Sixteen states and Washington, D.C. have legalized marijuana for medicinal use, yet it is still listed as an illegal schedule 1 narcotic (same as heroin and Ecstasy) by federal laws. This is another issue of state rights versus federal rights, and just like previous disagreements, it is tied more to economics than what is morally right.
President Obama came out against federal raids on medical marijuana dispensaries when he was running for office, and he maintained this stance through his attorney general, Eric Holder Jr., shortly after taking office.
This is why the sudden duplicity on this issue is so perplexing to many people. It would be easy to point to the upcoming election and say that Obama is trying to gain conservative votes, but I think more is happening behind the scenes.
The cities of Berkeley and Oakland, Calif. have recently put forth plans to permit medical marijuana cultivation on an industrial scale, and this issue has prompted what many are calling a reversal of Obama’s position. Basically, it is becoming too large of an issue to ignore, politically.
The issue of the legalization of marijuana, whether medicinal or recreational, has been a hot topic; some political strategists foresee this as a future wedge issue between parties, similar to the gay marriage issue that former President George W. Bush used to gain support from evangelical Christians.
In terms of consistency, it is incredibly hypocritical and nonsensical that some recreational drugs like nicotine and alcohol, which harm and kill millions of people each year, are legal and protected; whereas, the federal government won’t even allow cannabis to be used for medical reasons.
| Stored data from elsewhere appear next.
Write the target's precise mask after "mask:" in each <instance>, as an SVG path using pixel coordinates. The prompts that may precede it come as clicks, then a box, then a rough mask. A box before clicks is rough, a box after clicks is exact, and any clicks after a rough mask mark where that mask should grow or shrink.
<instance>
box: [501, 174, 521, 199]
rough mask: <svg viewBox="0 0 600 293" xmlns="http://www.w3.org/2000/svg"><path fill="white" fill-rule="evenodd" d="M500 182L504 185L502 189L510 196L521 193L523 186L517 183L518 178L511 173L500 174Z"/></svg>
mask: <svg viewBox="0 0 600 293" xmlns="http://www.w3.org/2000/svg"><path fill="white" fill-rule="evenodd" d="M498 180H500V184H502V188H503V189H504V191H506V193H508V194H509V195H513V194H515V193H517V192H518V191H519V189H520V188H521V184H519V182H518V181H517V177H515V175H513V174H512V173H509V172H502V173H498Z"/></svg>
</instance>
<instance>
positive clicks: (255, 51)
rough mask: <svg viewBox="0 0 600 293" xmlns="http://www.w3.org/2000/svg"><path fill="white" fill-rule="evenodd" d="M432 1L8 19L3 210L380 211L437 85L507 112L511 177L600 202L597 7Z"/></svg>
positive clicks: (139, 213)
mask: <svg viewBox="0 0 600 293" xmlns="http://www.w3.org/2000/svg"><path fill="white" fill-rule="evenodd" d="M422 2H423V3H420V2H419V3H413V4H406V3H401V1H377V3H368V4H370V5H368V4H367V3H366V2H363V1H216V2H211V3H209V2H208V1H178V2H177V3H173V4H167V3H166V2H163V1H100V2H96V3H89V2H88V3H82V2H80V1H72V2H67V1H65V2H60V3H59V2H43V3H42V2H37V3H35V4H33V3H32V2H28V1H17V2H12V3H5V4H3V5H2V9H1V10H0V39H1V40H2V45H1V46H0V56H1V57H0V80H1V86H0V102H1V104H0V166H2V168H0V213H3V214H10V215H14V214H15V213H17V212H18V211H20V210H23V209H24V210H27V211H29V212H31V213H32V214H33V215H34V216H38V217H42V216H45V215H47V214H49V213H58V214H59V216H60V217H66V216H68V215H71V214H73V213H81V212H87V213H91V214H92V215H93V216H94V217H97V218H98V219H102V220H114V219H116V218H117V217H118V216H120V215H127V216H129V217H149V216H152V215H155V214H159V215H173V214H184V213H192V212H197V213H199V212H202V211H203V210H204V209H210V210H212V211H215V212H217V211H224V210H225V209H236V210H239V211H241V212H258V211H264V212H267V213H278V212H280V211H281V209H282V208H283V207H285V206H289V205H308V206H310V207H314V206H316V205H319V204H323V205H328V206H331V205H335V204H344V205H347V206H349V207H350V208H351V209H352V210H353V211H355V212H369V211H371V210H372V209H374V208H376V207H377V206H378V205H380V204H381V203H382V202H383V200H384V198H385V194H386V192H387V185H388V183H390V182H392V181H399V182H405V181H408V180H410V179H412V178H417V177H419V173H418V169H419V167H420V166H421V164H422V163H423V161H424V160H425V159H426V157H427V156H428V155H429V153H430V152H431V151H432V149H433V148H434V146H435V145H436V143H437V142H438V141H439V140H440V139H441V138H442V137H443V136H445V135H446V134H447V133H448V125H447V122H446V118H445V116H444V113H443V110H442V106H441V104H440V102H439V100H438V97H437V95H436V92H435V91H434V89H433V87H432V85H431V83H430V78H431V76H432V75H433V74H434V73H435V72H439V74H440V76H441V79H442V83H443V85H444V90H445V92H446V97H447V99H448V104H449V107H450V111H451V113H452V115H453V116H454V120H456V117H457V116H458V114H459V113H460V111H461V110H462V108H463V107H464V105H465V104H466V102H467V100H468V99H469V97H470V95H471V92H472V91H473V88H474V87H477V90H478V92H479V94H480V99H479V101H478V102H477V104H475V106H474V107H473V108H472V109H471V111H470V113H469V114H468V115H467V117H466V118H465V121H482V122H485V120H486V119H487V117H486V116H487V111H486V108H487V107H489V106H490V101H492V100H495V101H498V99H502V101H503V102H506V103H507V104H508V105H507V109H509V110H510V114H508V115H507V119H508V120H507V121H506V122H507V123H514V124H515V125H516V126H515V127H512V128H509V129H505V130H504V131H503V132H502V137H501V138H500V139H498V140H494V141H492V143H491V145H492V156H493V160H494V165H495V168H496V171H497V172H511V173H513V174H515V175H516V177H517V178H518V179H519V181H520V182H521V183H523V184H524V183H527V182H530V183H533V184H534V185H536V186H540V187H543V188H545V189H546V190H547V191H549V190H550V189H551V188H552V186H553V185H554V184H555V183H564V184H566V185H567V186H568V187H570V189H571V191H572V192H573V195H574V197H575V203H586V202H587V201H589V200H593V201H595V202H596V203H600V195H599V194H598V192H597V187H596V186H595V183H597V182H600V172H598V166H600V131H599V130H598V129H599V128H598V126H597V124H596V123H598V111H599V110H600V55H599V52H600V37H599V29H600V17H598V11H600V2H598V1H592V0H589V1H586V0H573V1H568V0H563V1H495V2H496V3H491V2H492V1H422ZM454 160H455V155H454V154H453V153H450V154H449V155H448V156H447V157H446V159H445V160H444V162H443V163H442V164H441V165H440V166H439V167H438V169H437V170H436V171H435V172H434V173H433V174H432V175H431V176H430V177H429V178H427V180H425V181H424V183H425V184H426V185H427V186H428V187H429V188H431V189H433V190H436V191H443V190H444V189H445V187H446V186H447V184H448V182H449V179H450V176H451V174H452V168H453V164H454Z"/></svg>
While I want to credit most of Obama’s policy reversal to the cultivation plans and the upcoming election, I can’t help but think about the prison system and federal government’s need for continued purpose and money.
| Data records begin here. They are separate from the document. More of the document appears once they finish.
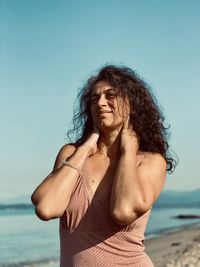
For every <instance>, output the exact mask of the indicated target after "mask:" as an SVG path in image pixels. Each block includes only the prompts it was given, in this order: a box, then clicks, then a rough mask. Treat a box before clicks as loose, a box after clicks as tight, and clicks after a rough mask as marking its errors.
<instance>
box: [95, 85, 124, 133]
mask: <svg viewBox="0 0 200 267" xmlns="http://www.w3.org/2000/svg"><path fill="white" fill-rule="evenodd" d="M125 110H127V105H125V101H124V100H122V98H121V97H119V96H118V95H117V91H116V89H114V88H113V87H112V86H111V85H110V84H109V83H107V82H104V81H100V82H98V83H96V85H95V87H94V88H93V89H92V92H91V113H92V118H93V121H94V124H95V125H96V126H97V127H98V128H99V129H100V130H106V129H116V128H119V127H121V126H122V125H123V123H124V121H125V119H126V118H127V115H128V114H127V111H126V112H125Z"/></svg>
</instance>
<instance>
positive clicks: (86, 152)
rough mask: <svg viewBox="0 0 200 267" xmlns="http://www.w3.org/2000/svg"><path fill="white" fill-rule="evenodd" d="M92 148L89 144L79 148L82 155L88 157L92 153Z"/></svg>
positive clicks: (81, 146)
mask: <svg viewBox="0 0 200 267" xmlns="http://www.w3.org/2000/svg"><path fill="white" fill-rule="evenodd" d="M91 150H92V148H91V147H90V146H89V145H88V144H83V145H81V146H80V147H78V148H77V151H79V152H80V153H81V154H83V155H86V156H88V155H89V154H90V152H91Z"/></svg>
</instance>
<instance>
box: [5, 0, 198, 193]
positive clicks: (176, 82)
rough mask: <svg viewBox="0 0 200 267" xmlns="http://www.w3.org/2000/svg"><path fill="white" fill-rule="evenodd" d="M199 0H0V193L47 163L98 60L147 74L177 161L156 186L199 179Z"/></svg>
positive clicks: (19, 189) (38, 182)
mask: <svg viewBox="0 0 200 267" xmlns="http://www.w3.org/2000/svg"><path fill="white" fill-rule="evenodd" d="M199 28H200V1H198V0H191V1H188V0H176V1H172V0H168V1H165V0H163V1H159V0H151V1H148V0H125V1H122V0H120V1H119V0H107V1H106V0H101V1H91V0H87V1H80V0H79V1H55V0H54V1H52V0H42V1H33V0H29V1H27V0H24V1H22V0H18V1H15V0H8V1H6V0H5V1H4V0H0V38H1V47H0V62H1V63H0V126H1V131H0V147H1V152H0V195H1V197H13V196H17V195H22V194H31V192H32V191H33V190H34V188H35V187H36V185H38V184H39V183H40V182H41V180H42V179H43V178H45V177H46V176H47V174H48V173H49V172H50V171H51V170H52V168H53V164H54V160H55V157H56V155H57V153H58V151H59V149H60V147H61V146H62V145H63V144H64V143H66V139H65V133H66V131H67V129H68V124H69V122H70V121H71V118H72V110H73V106H74V101H75V98H76V94H77V90H78V89H79V88H80V87H81V86H82V84H83V83H84V81H86V79H87V78H88V77H89V76H90V75H91V74H93V73H94V72H95V71H96V70H97V69H98V68H99V67H101V66H102V65H103V64H105V63H113V64H124V65H127V66H129V67H131V68H132V69H134V70H135V71H136V72H137V73H138V74H139V75H140V76H141V77H143V78H144V79H145V81H146V82H147V83H149V84H150V85H151V87H152V89H153V91H154V93H155V95H156V97H157V98H158V100H159V103H160V105H161V106H162V107H163V109H164V113H165V115H166V121H167V122H169V123H170V125H171V139H170V143H171V148H172V149H173V150H174V151H175V152H176V153H177V154H178V156H179V160H180V163H179V165H178V167H177V169H176V171H175V173H174V174H173V175H169V176H168V177H167V181H166V184H165V189H175V190H192V189H195V188H199V187H200V177H199V165H200V157H199V151H200V142H199V136H200V120H199V118H200V105H199V99H200V90H199V88H200V34H199Z"/></svg>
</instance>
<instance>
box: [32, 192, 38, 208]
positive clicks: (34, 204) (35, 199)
mask: <svg viewBox="0 0 200 267" xmlns="http://www.w3.org/2000/svg"><path fill="white" fill-rule="evenodd" d="M31 202H32V203H33V205H34V206H36V205H37V202H38V201H37V199H36V197H35V194H34V193H33V194H32V195H31Z"/></svg>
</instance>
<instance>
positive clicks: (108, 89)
mask: <svg viewBox="0 0 200 267" xmlns="http://www.w3.org/2000/svg"><path fill="white" fill-rule="evenodd" d="M109 91H115V89H114V88H108V89H106V90H105V91H104V92H106V93H107V92H109ZM97 95H98V93H92V94H91V97H92V96H97Z"/></svg>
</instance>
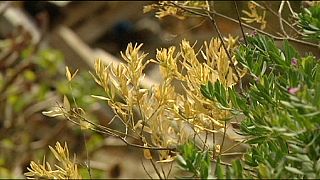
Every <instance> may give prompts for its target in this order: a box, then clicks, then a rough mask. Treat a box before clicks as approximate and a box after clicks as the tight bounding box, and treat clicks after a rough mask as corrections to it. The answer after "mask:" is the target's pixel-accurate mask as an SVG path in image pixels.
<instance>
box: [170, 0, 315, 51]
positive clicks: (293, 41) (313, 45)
mask: <svg viewBox="0 0 320 180" xmlns="http://www.w3.org/2000/svg"><path fill="white" fill-rule="evenodd" d="M171 4H172V5H173V6H176V7H179V8H181V9H183V10H185V11H187V12H189V13H192V14H195V15H199V16H202V17H208V16H207V15H206V14H202V13H199V12H196V11H192V10H189V9H188V8H189V7H188V8H186V7H182V6H180V5H178V4H175V3H173V2H171ZM193 9H195V8H193ZM202 10H204V9H202ZM205 11H206V10H205ZM208 12H209V13H212V14H213V15H215V16H218V17H221V18H225V19H227V20H229V21H231V22H234V23H237V24H238V23H239V22H238V20H235V19H233V18H231V17H228V16H226V15H223V14H221V13H218V12H215V11H208ZM242 25H243V27H246V28H248V29H251V30H254V31H257V32H258V33H260V34H263V35H266V36H269V37H271V38H273V39H274V40H277V41H282V40H286V39H287V40H288V41H291V42H296V43H300V44H304V45H307V46H312V47H318V48H319V47H320V45H318V44H314V43H311V42H308V41H303V40H300V39H295V38H292V37H288V38H286V37H279V36H275V35H273V34H270V33H267V32H265V31H263V30H260V29H258V28H255V27H253V26H250V25H248V24H245V23H242Z"/></svg>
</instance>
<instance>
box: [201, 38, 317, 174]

If the feds don’t have any crooks to bust then they have no reason to keep enforcement officers on payroll. So, it seems to be incentivized that they keep a steady flow of people to put in jail, which is also at the taxpayers expense.
It amazes me that we harass people for using one drug versus another based on culture and taxation and not on the medicinal or harmful qualities of the drugs; it is even further astounding that more than half of incarcerated individuals are in jail for nonviolent drug charges.
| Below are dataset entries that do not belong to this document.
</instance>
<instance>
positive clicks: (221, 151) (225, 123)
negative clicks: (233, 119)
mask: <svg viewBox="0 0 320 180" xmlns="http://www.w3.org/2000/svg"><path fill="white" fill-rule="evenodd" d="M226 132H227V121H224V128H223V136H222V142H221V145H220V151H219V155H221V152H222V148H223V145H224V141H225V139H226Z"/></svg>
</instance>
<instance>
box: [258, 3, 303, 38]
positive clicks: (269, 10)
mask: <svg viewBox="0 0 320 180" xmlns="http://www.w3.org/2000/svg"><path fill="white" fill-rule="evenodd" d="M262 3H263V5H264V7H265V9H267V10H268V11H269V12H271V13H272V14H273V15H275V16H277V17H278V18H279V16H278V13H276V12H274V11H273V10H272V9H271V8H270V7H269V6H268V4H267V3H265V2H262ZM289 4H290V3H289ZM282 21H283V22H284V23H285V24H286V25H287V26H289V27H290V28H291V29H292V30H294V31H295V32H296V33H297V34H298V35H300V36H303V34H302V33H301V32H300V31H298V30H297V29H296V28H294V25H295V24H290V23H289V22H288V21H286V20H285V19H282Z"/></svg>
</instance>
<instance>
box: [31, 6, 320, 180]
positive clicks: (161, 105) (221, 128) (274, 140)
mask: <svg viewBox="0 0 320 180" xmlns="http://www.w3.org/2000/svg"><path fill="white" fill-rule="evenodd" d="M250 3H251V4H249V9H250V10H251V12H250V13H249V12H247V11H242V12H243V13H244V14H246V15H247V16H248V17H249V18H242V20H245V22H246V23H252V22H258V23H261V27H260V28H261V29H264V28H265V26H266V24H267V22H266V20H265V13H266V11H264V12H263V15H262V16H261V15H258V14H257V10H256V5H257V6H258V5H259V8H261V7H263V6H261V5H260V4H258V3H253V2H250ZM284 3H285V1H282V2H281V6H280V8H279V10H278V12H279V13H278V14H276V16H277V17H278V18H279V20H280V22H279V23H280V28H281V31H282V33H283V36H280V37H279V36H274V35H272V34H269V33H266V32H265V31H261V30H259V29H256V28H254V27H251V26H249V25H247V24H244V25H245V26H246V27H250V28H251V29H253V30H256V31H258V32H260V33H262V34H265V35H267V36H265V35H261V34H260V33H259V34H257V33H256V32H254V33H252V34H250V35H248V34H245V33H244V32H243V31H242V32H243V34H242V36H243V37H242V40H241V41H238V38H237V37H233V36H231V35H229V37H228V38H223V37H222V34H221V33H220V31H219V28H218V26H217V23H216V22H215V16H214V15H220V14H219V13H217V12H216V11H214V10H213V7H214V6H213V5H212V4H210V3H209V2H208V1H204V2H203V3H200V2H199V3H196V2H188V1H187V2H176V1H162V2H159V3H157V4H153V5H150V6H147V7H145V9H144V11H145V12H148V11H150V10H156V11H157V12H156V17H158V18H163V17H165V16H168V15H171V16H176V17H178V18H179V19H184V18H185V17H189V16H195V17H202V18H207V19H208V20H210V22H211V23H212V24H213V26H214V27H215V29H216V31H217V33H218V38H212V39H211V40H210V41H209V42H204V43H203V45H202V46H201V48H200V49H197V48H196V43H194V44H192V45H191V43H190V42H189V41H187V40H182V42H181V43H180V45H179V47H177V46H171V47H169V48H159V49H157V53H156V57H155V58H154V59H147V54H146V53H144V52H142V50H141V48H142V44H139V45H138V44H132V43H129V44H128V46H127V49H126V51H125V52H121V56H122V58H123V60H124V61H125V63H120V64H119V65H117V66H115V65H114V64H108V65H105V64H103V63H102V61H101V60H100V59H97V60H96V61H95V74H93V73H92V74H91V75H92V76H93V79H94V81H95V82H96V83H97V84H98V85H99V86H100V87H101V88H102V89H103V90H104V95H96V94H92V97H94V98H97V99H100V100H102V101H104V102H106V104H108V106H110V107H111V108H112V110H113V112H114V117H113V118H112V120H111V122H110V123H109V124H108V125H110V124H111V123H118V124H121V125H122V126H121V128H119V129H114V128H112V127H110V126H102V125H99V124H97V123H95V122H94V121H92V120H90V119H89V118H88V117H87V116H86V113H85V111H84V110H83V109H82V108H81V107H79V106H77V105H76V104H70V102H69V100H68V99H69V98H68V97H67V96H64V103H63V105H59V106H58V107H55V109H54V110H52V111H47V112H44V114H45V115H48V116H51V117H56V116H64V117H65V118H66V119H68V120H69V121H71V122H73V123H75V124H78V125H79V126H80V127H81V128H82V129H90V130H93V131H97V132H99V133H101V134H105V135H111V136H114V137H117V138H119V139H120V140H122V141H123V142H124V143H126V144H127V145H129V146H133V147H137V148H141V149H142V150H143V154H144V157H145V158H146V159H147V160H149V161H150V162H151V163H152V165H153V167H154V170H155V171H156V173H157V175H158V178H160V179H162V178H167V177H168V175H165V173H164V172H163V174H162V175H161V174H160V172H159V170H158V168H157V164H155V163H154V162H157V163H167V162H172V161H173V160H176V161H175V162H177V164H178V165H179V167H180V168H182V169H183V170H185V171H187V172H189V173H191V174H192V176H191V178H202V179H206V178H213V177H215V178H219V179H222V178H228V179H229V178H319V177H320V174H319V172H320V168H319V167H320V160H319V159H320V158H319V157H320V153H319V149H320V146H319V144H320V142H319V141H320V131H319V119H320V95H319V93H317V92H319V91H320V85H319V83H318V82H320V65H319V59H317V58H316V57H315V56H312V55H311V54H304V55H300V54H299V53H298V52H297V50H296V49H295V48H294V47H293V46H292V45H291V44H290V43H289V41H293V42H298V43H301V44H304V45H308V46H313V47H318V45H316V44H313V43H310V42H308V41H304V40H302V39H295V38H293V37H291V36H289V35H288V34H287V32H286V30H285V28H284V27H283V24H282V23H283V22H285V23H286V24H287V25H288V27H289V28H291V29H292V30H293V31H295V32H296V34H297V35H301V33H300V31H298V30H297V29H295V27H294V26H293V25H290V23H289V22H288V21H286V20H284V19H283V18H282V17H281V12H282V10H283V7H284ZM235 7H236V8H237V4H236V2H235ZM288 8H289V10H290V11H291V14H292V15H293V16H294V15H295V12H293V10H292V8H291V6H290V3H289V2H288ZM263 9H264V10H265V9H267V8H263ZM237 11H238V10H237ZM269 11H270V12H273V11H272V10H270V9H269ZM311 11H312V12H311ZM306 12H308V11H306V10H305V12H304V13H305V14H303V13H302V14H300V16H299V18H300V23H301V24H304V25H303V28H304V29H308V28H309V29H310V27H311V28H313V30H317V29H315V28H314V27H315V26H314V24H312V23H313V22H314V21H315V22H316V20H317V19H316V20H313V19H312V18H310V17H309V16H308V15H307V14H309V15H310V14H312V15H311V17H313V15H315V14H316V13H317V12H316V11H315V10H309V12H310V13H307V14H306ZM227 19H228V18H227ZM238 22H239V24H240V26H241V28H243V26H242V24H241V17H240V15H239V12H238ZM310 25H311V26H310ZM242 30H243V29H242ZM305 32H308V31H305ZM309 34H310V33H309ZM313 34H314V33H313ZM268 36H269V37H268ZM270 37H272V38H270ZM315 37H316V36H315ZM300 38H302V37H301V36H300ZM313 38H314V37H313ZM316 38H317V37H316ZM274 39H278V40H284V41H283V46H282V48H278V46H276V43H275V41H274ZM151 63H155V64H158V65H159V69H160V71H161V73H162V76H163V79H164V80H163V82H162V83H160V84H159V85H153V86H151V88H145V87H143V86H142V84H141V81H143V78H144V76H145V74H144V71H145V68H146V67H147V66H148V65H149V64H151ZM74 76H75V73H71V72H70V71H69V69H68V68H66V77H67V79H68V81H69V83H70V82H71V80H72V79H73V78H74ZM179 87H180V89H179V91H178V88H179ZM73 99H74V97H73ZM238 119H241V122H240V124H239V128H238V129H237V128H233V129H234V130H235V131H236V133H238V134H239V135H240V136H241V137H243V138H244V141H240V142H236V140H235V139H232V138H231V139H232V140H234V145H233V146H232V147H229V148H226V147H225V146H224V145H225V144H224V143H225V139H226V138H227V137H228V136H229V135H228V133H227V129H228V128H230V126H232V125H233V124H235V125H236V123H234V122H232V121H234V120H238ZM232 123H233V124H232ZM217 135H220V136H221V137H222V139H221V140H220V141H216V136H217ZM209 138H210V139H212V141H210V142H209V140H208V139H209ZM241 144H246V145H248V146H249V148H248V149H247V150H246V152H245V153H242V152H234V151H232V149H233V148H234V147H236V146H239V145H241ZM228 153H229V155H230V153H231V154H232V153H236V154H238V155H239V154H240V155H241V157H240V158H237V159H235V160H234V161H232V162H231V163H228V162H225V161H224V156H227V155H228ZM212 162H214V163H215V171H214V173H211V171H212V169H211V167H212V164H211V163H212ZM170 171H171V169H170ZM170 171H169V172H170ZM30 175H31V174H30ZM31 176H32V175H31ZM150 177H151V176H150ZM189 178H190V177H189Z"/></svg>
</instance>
I can’t help but think of how many individuals’ lives are ruined by our drug policies, not to mention the amount of money wasted on law enforcement salaries and our prison system, which was mostly privatized by former President Ronald Reagan in the 1980s. That’s right; you can buy stock in companies who make money by filling jail cells.
So, when I see how many organizations’ incomes depend on the harassment and incarceration of people based on social policy, it’s pretty easy to connect the dots, which is that federal prohibition of marijuana and its classification as a schedule 1 narcotic remains in effect because it is a massive fundraiser for federal, state and local governments as well as the private prison industry.